NATO called it one of the largest deployments from Russia in decades.
The White House refused to discuss next steps. Press Secretary Sean Spicer said President Donald Trump would not "telegraph his next move." Speaking to reporters at Trump's Mar-a-Lago resort in Florida, Spicer said the US missile attack was "very decisive, justified and proportional."
He declined to say whether Trump now believed Assad should relinquish power. "First and foremost the President believes that the Syrian government [and the] Assad regime should abide by the agreement they made not to use chemical weapons," Spicer said.
Tillerson said Russia had failed to honor an agreement to to guarantee the elimination of Syria's chemical weapons. "Clearly, Russia has failed in its responsibility to deliver on that commitment from 2013, he said. "So either Russia has been complicit or Russia has been simply incompetent in its ability to deliver on its end of that agreement."
US officials have said the Pentagon is looking for any evidence that the Russian government knew about or was complicit in Tuesday's chemical attack.
A US military official told CNN the Pentagon was examining specifically whether a Russian warplane had bombed a hospital in Khan Sheikhoun five hours after the initial chemical attack, with the aim of destroying evidence.
A US defense official said intelligence indicated that a Russian drone flew over the hospital that was treating victims of the chemical attack, prior to the site being later bombed.
When CNN asked about US allegations that Russia might have been complicit, Kremlin spokesman Dmitry Peskov replied via text message: "That is not true."
Trump said he ordered the airstrike on the Shayrat base because the US believed aircraft that carried out the chemical attack were launched from there.
Russian President Vladimir Putin denounced the US strike as "act of aggression" and said it violated international law.
Tillerson said that he was "disappointed" but "not surprised" by Russia's response.
Russian Senator Alexey Pushkov said that the disappointment was "mutual" and suggested that Tillerson's comments were made to gain "leverage" in upcoming US-Russia talks. Tillerson is due to meet Russian Foreign Minister Sergey Lavrov in Moscow next week.
He said on Twitter that the "conditions for negotiations in Moscow were even worse than (former Secretary of State John) Kerry's times."
US Ambassador to the United Nations Nikki Haley warned Friday that the United States "is prepared to do more" in response to Syria's use of chemical weapons and delivered a sharp rebuke to Russia for its support of the Syrian regime.
"Every time Assad has crossed the line of human decency, Russia has stood beside him," Haley told the council. Russia "bears considerable responsibility" for Assad's use of chemical weapons, she said.
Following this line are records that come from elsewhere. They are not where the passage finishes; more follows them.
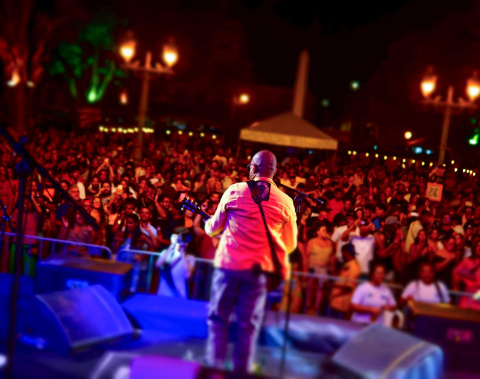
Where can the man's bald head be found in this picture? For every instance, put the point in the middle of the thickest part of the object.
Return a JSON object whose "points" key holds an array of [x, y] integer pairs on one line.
{"points": [[264, 163]]}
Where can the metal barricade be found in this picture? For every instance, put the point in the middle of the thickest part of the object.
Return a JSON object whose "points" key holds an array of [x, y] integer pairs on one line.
{"points": [[42, 247], [200, 281]]}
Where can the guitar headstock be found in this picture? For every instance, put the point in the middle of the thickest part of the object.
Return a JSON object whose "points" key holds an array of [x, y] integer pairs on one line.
{"points": [[190, 205]]}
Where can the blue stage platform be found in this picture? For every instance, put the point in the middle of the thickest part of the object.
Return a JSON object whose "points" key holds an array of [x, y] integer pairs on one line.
{"points": [[176, 328]]}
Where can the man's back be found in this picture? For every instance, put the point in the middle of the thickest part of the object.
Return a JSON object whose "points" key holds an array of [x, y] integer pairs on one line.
{"points": [[244, 242]]}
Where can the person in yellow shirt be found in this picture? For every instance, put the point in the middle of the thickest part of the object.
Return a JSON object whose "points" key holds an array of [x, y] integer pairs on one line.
{"points": [[342, 289]]}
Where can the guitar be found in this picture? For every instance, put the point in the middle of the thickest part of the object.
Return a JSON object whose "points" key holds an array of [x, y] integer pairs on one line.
{"points": [[275, 279], [192, 206]]}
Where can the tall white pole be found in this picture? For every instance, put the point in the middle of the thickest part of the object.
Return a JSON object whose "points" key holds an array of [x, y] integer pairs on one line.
{"points": [[300, 91], [446, 126]]}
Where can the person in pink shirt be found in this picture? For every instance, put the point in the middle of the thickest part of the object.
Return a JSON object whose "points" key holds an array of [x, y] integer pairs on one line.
{"points": [[243, 259], [467, 277], [335, 204]]}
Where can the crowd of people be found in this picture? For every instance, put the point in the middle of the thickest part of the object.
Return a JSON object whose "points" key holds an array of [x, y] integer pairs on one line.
{"points": [[376, 222]]}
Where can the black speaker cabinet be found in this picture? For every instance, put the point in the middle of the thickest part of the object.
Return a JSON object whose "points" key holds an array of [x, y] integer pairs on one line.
{"points": [[381, 352], [60, 273], [75, 320], [455, 329]]}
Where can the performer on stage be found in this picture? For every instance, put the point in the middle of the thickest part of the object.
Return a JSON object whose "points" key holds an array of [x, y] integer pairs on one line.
{"points": [[243, 257]]}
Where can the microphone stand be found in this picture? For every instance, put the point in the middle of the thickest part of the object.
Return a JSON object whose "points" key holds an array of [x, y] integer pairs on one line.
{"points": [[298, 202], [24, 169], [5, 219]]}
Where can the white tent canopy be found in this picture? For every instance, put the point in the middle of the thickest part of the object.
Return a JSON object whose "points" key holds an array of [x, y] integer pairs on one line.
{"points": [[286, 129]]}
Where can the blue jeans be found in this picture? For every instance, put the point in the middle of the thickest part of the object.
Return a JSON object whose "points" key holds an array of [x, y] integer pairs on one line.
{"points": [[245, 292]]}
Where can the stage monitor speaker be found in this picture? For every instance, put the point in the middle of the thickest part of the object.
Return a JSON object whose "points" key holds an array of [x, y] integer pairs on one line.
{"points": [[455, 329], [74, 320], [59, 273], [26, 298], [382, 352]]}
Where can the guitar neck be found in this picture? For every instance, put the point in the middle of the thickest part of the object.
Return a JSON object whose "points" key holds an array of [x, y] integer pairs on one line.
{"points": [[204, 215]]}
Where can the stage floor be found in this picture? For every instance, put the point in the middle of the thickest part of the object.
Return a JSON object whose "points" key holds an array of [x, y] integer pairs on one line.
{"points": [[114, 362]]}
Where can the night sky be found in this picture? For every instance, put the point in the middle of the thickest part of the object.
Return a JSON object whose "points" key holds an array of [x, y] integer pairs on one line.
{"points": [[346, 40]]}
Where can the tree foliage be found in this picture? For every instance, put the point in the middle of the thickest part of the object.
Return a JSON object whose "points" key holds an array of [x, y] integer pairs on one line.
{"points": [[88, 63]]}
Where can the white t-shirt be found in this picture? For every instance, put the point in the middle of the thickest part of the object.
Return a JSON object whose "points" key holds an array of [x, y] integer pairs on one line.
{"points": [[336, 237], [426, 293], [371, 296], [81, 189], [365, 247], [152, 228]]}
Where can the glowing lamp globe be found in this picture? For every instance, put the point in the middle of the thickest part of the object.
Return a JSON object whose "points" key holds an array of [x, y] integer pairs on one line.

The decision to strike the Shayrat airbase has "changed the whole situation on the ground," said CNN military analyst Rick Francona.
"The US and Russia were beginning to cooperate. There were low levels of cooperation ongoing already with … additional cooperation in the north, going after ISIS and this was good, a very positive development.
"Now we see this changing because of this one airstrike."
Assad: 'Unjust assault'
Assad said the United States had carried out an "unjust and unabashed assault" against Syria which "shows nothing but short-sightedness, a narrowness of vision and a blindness to political and military realities."
He also said the attack had increased the regime's resolve to "crush" terrorists in Syria — the term it uses for all opposition forces.
The operation "makes the United States of America a partner of ISIS, Nusra Front and other terrorist organizations who — since the first day of this unjust war on Syria — have been attacking Syrian army positions and Syrian military bases."
Maj. Issam al-Reis, spokesman for the opposition Free Syrian Army's Southern Front, welcomed the US action and called for "the destruction of all tools of murder that Bashar al Assad's regime uses."